Dividend stocks are everywhere, but many just downright stink. In some cases, the business model is in serious jeopardy, or the dividend itself isn't sustainable. In others, the dividend is so low it's not even worth the paper your dividend check is printed on. A solid dividend strikes the right balance of growth, value, and sustainability.
Today, and one day each week for the rest of the year, we're going to look at one dividend-paying company that you can put in your portfolio for the long term without too much concern. This isn't to say these stocks don't share the same macro risks that other companies have, but they are a step above your common grade of dividend stock. Check out last week's selection.
This week I want to take highlight telecom giant AT&T (NYSE: T ) .
Cream of the crop
It took a few decades, but no matter how many times you break AT&T up, it just keeps coming back together stronger than ever. It might seem counterintuitive to begin thinking about AT&T now with the stock at a new 52-week high, but there are still plenty of catalysts and reasons for Ma Bell to be a fixture in any long-term investors' portfolio.
I think any discussion with AT&T needs to begin with the recent merger-mania that we've seen sweep through the telecom sector. Deutsche Telekom's T-Mobile agreed to purchase MetroPCS Communications (NYSE: PCS ) last month while Japan's SoftBank agreed to take a 70% stake in Sprint Nextel (NYSE: S ) just last week. The thought process for a lot of investors is that the cash infusion from T-Mobile and SoftBank should give the 4G networks from MetroPCS and Sprint a big enough boost that they'll be able to better compete against the big boys, AT&T and Verizon Wireless, the latter of which is comprised of a joint venture between Verizon (NYSE: VZ ) and Vodafone Group (Nasdaq: VOD ) .

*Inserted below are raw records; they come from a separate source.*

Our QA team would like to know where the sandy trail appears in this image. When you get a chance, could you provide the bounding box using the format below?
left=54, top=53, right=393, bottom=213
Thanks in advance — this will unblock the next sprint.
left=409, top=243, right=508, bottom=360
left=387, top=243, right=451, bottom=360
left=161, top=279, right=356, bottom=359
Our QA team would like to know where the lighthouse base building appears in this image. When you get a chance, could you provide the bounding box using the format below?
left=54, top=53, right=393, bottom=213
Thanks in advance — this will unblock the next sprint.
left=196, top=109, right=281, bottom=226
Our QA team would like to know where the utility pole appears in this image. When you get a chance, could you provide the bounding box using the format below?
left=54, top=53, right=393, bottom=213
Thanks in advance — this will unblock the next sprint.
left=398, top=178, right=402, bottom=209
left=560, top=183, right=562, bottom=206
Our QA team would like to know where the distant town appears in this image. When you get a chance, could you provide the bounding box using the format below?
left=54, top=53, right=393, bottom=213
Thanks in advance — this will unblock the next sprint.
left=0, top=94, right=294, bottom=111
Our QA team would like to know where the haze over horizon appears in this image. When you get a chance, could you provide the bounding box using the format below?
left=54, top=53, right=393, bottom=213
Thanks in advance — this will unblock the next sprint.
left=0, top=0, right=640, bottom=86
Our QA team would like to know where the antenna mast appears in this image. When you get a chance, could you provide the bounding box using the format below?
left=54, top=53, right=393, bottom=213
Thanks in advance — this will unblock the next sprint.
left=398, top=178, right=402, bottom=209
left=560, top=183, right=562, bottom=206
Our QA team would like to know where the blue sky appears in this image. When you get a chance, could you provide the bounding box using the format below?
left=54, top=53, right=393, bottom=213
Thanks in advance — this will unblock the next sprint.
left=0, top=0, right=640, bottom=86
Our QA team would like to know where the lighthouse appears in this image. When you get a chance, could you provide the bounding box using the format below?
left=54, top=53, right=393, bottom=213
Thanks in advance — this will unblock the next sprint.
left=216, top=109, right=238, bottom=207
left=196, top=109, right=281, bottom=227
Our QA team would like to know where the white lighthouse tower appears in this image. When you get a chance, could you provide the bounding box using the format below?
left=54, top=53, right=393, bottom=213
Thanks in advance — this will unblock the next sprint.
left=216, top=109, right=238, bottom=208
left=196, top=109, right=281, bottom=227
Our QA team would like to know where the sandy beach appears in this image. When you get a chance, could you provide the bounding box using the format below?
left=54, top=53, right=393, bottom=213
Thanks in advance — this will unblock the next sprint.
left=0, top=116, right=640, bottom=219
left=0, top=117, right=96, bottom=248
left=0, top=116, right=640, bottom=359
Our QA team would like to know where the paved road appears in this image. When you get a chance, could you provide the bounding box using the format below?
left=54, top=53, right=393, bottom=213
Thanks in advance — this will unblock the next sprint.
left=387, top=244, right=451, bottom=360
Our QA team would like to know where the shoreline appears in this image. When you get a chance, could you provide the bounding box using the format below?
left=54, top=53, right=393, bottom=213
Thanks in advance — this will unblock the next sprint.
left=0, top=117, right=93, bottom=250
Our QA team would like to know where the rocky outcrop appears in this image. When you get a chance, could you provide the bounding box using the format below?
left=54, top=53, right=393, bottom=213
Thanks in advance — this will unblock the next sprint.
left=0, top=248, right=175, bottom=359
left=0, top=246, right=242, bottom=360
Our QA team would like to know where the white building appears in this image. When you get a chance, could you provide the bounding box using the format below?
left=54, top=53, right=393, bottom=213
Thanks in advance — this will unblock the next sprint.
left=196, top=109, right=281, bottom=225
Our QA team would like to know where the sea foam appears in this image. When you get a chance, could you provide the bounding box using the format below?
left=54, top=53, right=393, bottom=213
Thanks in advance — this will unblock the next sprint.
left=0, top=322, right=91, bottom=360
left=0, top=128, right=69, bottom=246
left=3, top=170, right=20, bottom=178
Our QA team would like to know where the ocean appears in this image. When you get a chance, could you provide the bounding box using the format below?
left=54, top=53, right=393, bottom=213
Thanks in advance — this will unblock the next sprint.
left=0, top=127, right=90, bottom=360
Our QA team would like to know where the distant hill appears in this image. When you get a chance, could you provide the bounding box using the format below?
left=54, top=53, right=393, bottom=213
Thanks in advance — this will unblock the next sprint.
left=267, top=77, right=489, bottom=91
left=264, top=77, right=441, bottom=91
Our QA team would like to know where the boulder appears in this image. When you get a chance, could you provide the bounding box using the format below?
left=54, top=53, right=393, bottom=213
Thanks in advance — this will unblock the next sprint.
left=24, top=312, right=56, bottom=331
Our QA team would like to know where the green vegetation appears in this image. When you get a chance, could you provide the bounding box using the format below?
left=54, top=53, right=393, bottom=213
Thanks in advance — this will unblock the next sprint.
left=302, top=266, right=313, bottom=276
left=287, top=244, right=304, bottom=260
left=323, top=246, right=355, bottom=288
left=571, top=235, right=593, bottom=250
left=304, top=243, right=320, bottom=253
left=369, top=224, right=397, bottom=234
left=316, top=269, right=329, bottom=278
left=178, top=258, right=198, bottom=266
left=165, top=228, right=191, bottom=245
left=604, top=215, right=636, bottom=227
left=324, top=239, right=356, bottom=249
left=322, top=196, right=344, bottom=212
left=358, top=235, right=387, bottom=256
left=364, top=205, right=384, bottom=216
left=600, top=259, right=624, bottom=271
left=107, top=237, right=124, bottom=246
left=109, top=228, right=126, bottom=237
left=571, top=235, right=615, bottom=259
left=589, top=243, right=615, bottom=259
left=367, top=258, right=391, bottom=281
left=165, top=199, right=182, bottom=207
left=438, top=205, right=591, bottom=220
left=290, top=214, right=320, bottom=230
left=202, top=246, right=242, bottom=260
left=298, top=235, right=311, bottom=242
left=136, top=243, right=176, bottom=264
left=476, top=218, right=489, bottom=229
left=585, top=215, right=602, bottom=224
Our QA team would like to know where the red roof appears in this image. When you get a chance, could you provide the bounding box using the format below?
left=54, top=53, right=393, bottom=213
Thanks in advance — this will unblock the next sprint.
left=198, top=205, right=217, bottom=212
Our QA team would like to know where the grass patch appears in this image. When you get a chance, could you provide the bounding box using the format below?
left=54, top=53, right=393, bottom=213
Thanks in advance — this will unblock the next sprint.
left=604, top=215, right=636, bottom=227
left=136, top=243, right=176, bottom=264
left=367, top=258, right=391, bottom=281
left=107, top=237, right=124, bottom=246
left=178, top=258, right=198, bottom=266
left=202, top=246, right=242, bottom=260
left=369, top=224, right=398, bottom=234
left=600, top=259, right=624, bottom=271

I see things a bit differently, though, as these buyouts are being made under distressing cirucumstances. Sprint has tried and failed on multiple occasions to hook up with LightSquared to roll out a 4G network and seems unrelenting in its stance to not run with Clearwire as its 4G LTE partner. Also, MetroPCS and Leap Wireless, the company behind the Cricket service, have been burning through customers at an alarming rate as costs have been on the rise. I believe this only solidifies AT&T and Verizon Wireless' position as the two key mobile market players, period, until the earnings reports and coverage data proves otherwise.
A bare necessity
I often harp on the fact that having necessity stocks in your portfolio is great because they can help shield you from recessions and have products that aren't prone to wild price fluctuations. I believe AT&T fits the bill as a bare necessity stock.
I know what you're thinking: "I can go without my cell phone!" Trust me, I've tried it and I was miserable! Even if you could manage, you'd be in the minority. According to a report released by the Pew Research Group in June, we are using our cell phones to access the Internet and their email more and more each year. In 2009, 31% of adults surveyed used their phones for Internet and email access. This year's survey saw a jump in that figure to 55%. Smartphones are becoming cheaper and the idea of a cell phone as a luxury item is long gone. With consumers' reliance on networking and devices growing, AT&T and Verizon Wireless are sitting in the driver's seat when it comes to maintaining their margins through data plan and package price hikes.
AT&T versus Verizon
The ultimate Goliath versus Goliath battle is really between Verizon and AT&T. Verizon does hold an edge on AT&T when it comes to 4G LTE coverage, which could potentially lure more Apple iPhone 5 users to switch carriers, since AT&T's coverage only hits a fraction of Verizon's markets at the moment. However, AT&T has been taking steps to improve shareholder value at every turn, including announcing a share buyback that could total $8.77 billion when all is said and done, as well as steadily boosting shareholder dividends. Furthermore, AT&T trades at a reasonable discount to its peer Verizon with a forward P/E of just 11 compared to Verizon's 16. I see reasons to be optimistic about both, but AT&T appears to be the better buy right now.
Will you accept this collect call?
But let's examine why we're really looking at AT&T today: its premium dividend. AT&T has a long streak of boosting its dividend, which was interrupted only briefly in 2003, and is currently yielding 4.9% -- about five times the return you'd expect from a CD at your local bank. Here's a quick look at AT&T's recent dividend history:
Source: AT&T Investor Relations.
That odd blip in 2003 has to do with when the company was SBC Communications and chose to pay out three concurrent quarterly special dividends. While nominal, those special dividends interrupt what would otherwise be a multidecade annual increase in AT&T's quarterly dividend. Still, AT&T is on pace to return about 74% of its expected 2012 EPS to shareholders as a dividend and has actively been repurchasing its shares in an effort to continuously boost shareholder value.
It's really hard to argue against owning a company that has basically become a staple of the American consumer. AT&T's products are practically necessity items that many consumers can't live without, which places its products often beyond the scope of recessions. With a rich history of dividend increases and a management team that understands the business well, AT&T is a name you can place under your pillow for a good decade or three without much to worry about.